Scalability. As the approach is decentralised in design, path planning is expected to run distributed, thus does not contribute to scalability concerns. The area of highest concern is thus communication, which consists of one message per replan to the coordinator. So to evaluate scalability, the Replans per Target (RT) is recorded, which accurately measures the load on the coordinator. The results in Fig. 6 show upward trends initially before plateauing, avoiding exponential scaling and thus can be regarded as scalable.

Fig. 6.
figure 6

Range-grouped area charts for average RT over five runs of 50 targets

4.2 Evaluation of Optimisation Improvements

Batch vs. Continuous Assignment. Continuous Assignment works to improve make-span by reducing idle time for agents waiting to replan. Figure 7a shows the resulting make-span distributions contrasting Batch and Continuous Assignment. The tests were run five times with 20 targets for each of 5, 10 and 20 agents using OPL as the CRH score to resolve conflicts. The results show Continuous Assignment improves make-span in both small and large simulations. This is evidenced by Fig. 7b showing the same tests run for 1000 targets with make-span reductions of 47%, 38%, and 20% respectively to the number of agents.

Fig. 7.
figure 7

Make-Span distribution for Continuous (left) and Batch (right) Assignment with simulations of 5, 10 and 20 agents.

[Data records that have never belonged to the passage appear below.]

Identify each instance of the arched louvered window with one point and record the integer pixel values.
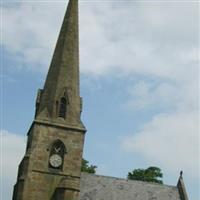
(63, 107)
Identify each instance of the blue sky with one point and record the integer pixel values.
(139, 82)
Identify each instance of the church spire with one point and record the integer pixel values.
(60, 96)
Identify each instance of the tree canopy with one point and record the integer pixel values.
(88, 168)
(151, 174)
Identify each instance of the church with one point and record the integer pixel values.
(51, 166)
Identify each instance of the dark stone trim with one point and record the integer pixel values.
(56, 125)
(68, 188)
(58, 174)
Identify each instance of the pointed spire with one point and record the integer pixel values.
(181, 187)
(63, 77)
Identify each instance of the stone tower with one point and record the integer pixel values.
(51, 167)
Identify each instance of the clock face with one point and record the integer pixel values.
(55, 160)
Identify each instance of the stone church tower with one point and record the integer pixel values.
(51, 167)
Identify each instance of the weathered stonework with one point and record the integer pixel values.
(51, 167)
(57, 119)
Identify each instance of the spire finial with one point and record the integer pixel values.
(181, 174)
(63, 76)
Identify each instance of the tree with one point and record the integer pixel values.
(151, 174)
(88, 168)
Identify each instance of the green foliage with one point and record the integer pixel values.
(151, 174)
(88, 168)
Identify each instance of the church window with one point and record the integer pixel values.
(63, 108)
(57, 153)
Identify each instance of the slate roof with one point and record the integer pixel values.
(94, 187)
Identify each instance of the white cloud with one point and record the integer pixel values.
(12, 150)
(145, 38)
(170, 140)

Static vs. Dynamic Scoring. To test the efficacy of the optimisation, the decoupled optimal make-span is negated from the CRH* make-span to get the worst-case delay. This delay was recorded across two sets of experiments, the first testing static scoring, and the second with dynamic scoring. This was repeated across six categories using the heuristics of ED, OPL and PT, for each of 50 and 100 targets per agent. The results in Fig. 8 show Dynamic Scoring offers a significant improvement, with the margin between Static and Dynamic Scoring growing larger proportionally to the total targets.

Fig. 8.
figure 8

Distribution of delays contrasting Dynamic (left) and Static (right) Scoring systems with 50 and 100 targets per agent.

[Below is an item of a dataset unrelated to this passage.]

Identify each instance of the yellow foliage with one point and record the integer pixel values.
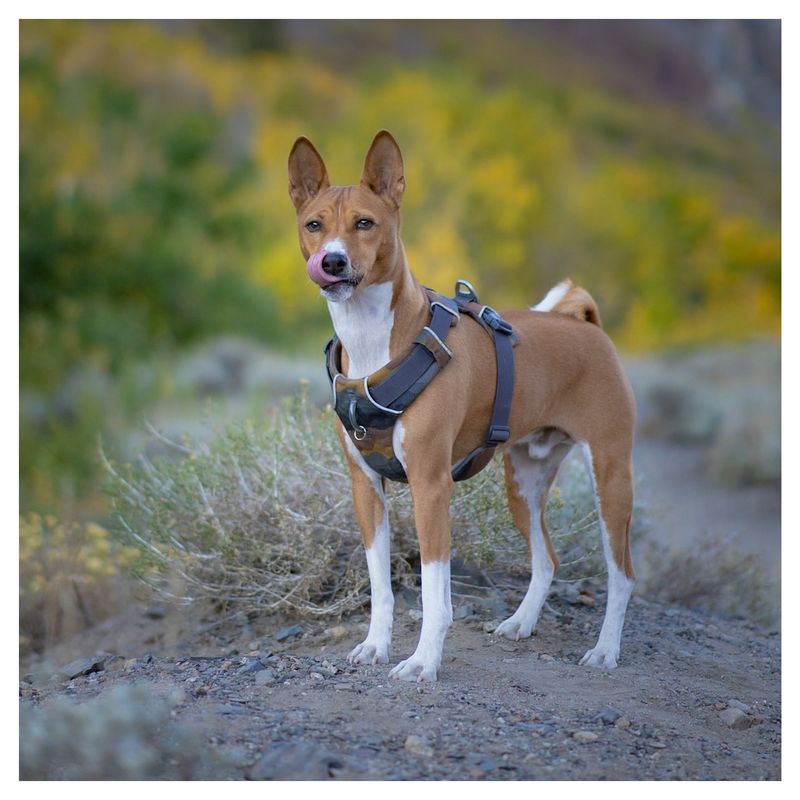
(68, 575)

Base vs. Combinatorial Heuristics. To evaluate the efficacy of combinatorial heuristics, 10 tests were performed with 10 agents each, recording the average number of replans per run. Each test consisted of 10 runs with 20 targets, completed for each heuristic independently then combined together. This is repeated three times, the first comparing ED, OPL and PT; the second using SO and OPL; and the third comparing SO and ED. From Fig. 9, the average range of outliers is reduced when using the combination of all heuristics as opposed to purely independent heuristics. In addition, the average number of replans decreases for combined heuristics when using a combination of heuristic and Agent ID.

Fig. 9.
figure 9

Distribution of replans between independent heuristics, and their combination (all).

5 Conclusion

In this work, we have proposed the CRH* algorithm, a decentralised and decoupled enhancement to prioritised planning which aimed to improve deadlock avoidance with the use of reservation tables and deterministic rescheduling. We show through experimental evaluation that our approach is both scalable and deadlock-free as the complexity of the joint state-space increases with the size of the topological map and the number of agents.

We have also shown, clear make-span reductions of up to 47% with the use of Continuous Assignment and up to 82% with Dynamic Scoring. We have also shown prioritisation quality improvements with Combinatorial Heuristics reducing the impact of extreme outliers.

Due to the agnostic nature of the approach, the discrete event simulation and specific heuristics chosen are arbitrary to the evaluation of the developed features, however further work will include exploration with a wider sample of heuristics, and performance evaluations beyond discrete event simulation.